However, for any system where the potentially automatic seeding from the operating system RNG delivers a low entropy level, or where this feature is absent, and the client application for instance relies on the loading of a seed-file, the issues ELO-80, ELO-160, DEJA-SEED and DEJA-STATE come up as a threat. The first two are a comparatively minor threat, since ELO-80 depends on the attacker receiving some bytes from the same call to RAND_bytes as the one he wishes to predict output from, which is presumably not possible in most designs. And ELO-160 at least maintains a reasonable security level of 160 bits which will most likely remain impossible to break even for “nation-strength” adversaries in the long term. However, especially DEJA-STATE is applicable in general scenarios and has such a small complexity that it forms a concrete threat, since an entropy level of around 80 bits is generally assumed to provide only short term security. So-called “lightweight” cryptographic algorithms such as PRESENT [18] provide 80 bit security. Even though today such a computational effort must be assumed to still be impossible to realize, this can quickly change in the near future. Since all the attacks presented in this work are entirely passive procedures, the RNG output values can be recorded and the computational part of the attack be carried out once the necessary computational resources become available to the attacker. From this perspective, the OpenSSL RNG must be considered as broken in the reseeded state, i.e. a scenario where the stirring operation is ceased due to a falsely believed high entropy level. In order to assess the security of an application on a potentially vulnerable system, one must assure that before the high entropy seeding, no other low entropy seeding with subsequent output generation was performed.
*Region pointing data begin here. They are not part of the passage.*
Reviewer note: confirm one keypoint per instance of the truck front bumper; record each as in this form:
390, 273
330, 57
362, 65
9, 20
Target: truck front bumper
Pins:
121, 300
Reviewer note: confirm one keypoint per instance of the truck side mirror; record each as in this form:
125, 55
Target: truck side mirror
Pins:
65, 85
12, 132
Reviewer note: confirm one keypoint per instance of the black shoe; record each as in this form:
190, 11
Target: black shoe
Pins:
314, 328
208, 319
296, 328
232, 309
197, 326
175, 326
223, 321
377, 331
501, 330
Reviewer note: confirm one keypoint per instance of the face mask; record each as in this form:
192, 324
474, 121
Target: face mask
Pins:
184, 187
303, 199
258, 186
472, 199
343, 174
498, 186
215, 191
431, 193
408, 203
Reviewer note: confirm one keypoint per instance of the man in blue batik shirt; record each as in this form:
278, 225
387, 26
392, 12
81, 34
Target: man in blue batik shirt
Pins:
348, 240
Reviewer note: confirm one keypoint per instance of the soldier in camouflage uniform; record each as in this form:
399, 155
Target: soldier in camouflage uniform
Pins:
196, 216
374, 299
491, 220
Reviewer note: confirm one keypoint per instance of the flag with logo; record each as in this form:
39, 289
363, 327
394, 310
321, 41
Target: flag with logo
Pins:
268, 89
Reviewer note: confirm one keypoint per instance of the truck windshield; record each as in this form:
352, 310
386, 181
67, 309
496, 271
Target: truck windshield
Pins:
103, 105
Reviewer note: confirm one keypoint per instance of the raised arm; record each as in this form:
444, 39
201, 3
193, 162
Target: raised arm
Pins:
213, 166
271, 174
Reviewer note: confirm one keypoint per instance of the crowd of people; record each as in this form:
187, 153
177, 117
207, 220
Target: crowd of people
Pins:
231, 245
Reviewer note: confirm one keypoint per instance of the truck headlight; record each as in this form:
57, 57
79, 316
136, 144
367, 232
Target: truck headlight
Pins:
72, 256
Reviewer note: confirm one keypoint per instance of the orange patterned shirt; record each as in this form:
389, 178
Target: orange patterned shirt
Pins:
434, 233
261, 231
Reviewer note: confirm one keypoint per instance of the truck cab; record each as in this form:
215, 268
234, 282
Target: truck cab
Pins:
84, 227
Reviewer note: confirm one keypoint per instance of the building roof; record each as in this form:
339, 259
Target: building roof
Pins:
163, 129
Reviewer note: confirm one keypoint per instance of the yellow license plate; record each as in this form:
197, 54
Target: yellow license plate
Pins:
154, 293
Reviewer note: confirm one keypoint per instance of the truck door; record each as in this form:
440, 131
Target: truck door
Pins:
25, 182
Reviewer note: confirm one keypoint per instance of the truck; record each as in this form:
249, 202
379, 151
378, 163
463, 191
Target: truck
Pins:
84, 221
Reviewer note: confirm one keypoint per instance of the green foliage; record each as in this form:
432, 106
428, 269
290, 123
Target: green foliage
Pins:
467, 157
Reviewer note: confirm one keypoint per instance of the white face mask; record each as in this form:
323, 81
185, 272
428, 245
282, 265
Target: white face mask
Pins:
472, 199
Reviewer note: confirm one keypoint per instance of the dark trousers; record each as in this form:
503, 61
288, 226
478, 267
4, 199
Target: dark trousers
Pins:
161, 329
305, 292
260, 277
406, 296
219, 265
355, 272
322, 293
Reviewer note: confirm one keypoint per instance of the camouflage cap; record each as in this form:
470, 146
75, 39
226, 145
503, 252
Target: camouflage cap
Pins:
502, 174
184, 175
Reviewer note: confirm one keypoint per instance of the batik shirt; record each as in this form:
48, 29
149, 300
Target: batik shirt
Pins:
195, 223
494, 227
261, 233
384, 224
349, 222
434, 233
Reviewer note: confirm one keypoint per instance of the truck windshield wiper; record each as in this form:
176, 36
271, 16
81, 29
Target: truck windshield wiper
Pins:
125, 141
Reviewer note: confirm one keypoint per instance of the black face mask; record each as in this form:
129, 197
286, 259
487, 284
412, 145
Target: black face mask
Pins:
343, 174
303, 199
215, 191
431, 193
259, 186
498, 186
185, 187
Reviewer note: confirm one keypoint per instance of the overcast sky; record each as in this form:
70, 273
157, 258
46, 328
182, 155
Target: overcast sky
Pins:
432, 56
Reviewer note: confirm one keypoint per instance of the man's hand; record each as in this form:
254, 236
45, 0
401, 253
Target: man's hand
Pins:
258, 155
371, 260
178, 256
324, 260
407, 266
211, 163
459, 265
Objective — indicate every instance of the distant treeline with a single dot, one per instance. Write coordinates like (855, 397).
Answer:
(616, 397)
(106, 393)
This is an undesirable situation, since such an analysis is inherently non-local, making it a complex and error prone task.
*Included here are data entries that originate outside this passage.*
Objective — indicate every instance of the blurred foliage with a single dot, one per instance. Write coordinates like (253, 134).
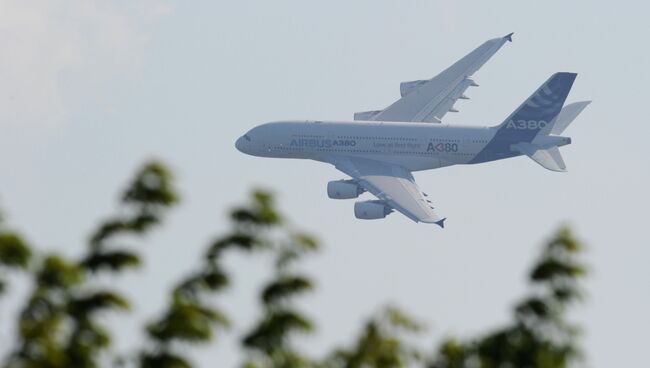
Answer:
(60, 324)
(539, 335)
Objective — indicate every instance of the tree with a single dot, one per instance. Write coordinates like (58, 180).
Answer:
(59, 325)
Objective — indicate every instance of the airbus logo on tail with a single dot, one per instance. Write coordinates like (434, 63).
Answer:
(526, 124)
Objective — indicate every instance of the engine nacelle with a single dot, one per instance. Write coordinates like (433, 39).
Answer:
(371, 210)
(407, 87)
(343, 189)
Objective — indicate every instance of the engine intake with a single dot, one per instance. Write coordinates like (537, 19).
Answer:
(371, 210)
(343, 189)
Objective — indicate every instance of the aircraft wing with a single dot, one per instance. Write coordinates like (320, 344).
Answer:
(392, 184)
(429, 100)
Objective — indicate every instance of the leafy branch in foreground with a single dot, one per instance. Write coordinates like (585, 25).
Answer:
(539, 336)
(58, 326)
(190, 318)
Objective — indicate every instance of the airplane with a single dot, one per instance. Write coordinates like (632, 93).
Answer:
(381, 149)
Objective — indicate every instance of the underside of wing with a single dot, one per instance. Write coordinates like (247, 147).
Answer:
(391, 184)
(429, 100)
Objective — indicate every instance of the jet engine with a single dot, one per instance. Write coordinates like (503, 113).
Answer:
(371, 210)
(343, 189)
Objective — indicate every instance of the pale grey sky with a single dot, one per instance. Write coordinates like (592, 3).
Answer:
(90, 89)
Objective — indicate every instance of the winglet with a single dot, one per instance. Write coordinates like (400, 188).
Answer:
(441, 223)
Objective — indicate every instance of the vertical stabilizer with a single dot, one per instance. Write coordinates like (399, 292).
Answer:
(538, 111)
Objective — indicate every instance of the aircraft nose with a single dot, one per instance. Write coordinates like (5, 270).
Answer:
(239, 144)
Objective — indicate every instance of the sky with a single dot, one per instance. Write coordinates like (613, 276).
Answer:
(91, 89)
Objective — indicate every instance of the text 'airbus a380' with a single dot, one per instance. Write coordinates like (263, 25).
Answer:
(380, 149)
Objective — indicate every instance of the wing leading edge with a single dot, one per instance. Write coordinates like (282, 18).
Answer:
(392, 184)
(429, 100)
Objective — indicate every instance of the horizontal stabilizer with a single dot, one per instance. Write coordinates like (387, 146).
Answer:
(366, 115)
(549, 158)
(567, 115)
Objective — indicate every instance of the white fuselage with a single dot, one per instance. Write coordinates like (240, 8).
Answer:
(414, 146)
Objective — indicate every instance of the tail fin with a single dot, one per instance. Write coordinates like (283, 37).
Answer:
(549, 158)
(539, 110)
(566, 116)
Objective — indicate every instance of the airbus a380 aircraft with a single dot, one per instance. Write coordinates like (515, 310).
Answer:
(380, 149)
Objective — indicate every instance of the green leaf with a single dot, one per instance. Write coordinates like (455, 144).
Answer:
(116, 260)
(284, 288)
(152, 186)
(187, 322)
(82, 307)
(273, 332)
(58, 273)
(163, 360)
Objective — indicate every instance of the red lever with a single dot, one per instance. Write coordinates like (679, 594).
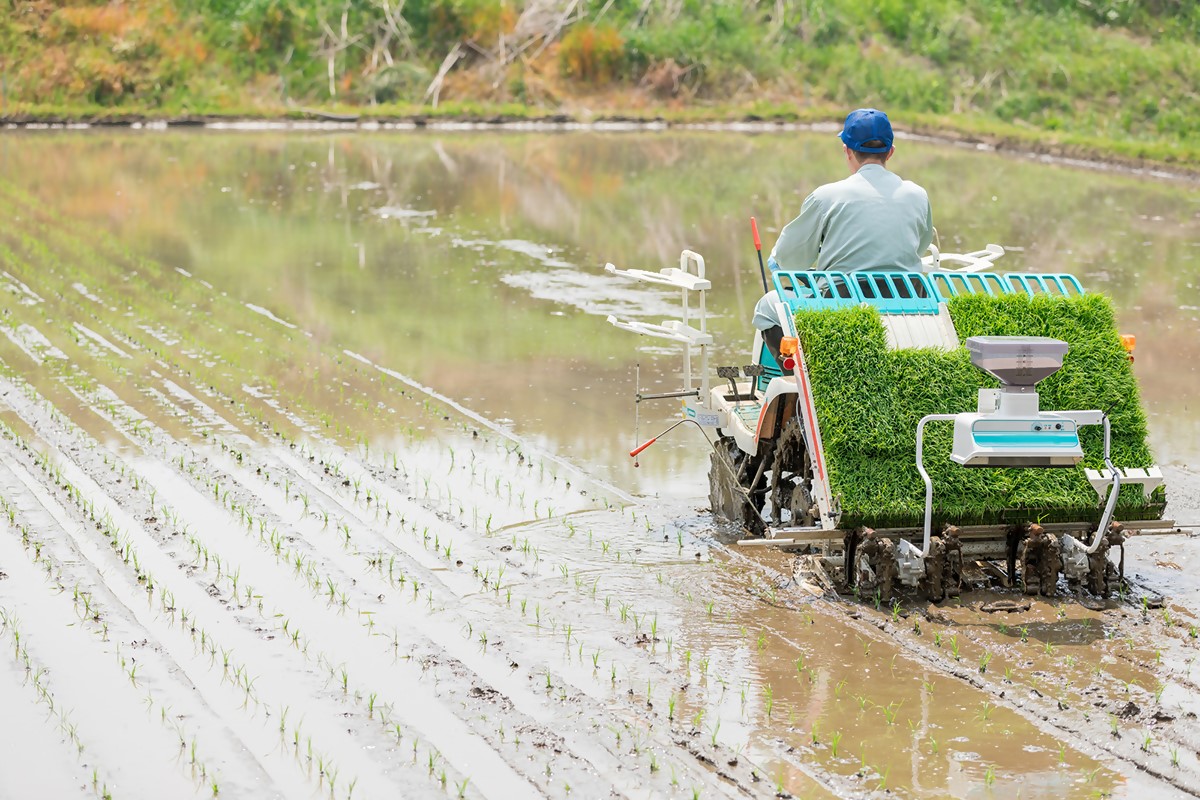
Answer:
(641, 447)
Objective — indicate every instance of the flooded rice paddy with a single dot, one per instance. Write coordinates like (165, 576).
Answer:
(313, 482)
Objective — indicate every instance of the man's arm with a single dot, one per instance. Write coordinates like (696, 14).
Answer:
(799, 241)
(927, 235)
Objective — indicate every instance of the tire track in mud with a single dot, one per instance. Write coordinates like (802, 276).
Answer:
(538, 614)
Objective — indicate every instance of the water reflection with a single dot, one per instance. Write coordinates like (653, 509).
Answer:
(474, 260)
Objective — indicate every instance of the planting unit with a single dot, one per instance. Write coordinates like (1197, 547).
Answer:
(919, 427)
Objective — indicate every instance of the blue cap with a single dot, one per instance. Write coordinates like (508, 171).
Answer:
(862, 126)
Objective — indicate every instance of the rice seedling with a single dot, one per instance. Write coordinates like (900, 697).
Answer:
(849, 362)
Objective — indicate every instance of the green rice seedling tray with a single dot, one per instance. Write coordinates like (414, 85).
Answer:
(869, 400)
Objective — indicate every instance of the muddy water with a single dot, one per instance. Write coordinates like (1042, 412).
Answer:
(330, 432)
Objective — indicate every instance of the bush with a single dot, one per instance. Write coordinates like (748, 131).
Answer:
(591, 53)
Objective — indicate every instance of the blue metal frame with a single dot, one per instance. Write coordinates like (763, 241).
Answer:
(897, 292)
(893, 292)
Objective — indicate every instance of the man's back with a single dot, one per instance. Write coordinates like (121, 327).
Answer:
(871, 220)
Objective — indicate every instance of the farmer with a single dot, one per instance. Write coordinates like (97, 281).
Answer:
(871, 220)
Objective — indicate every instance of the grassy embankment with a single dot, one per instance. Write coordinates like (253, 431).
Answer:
(1111, 78)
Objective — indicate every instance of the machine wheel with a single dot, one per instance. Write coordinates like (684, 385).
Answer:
(727, 495)
(791, 477)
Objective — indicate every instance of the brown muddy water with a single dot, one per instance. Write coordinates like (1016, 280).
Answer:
(313, 481)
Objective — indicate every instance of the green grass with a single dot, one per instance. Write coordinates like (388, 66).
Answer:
(869, 401)
(1104, 76)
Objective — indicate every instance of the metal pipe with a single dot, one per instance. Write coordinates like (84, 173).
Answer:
(924, 475)
(1113, 492)
(683, 392)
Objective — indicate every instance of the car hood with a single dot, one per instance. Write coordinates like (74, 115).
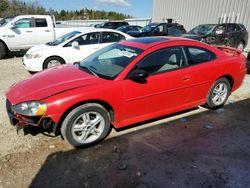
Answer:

Good news is that RSA key generation remains safe if it is performed directly after the reseeding, i.e. without any other output generation in between. First of all, there are no RSA keys in use with a security level of 256 bits (this would correspond to a modulus of 15360 bits), so that ELO-240 has no effect, but much more importantly, in an RSA key generation so much output is drawn from the RNG that none of the issues apply any more after such an operation. This is due to the fact that also the RNG’s output generation has a “stirring” effect on the state. However, this helpful effect of RSA key generation certainly only applies if it is performed before the generation of any other random output.

LESLI remains an issue for any system that temporarily operates in the unseeded or falsely seeded state. Here, the leakage of intentionally overwritten or uninitialized/reused memory is a potential threat that could affect real world systems. But the number of actually exploitable applications must be deemed to be small, since in general the use of the library with the RNG being in a low entropy state will be unintentional and is thus likely to incur greater problems than low entropy secret leakage.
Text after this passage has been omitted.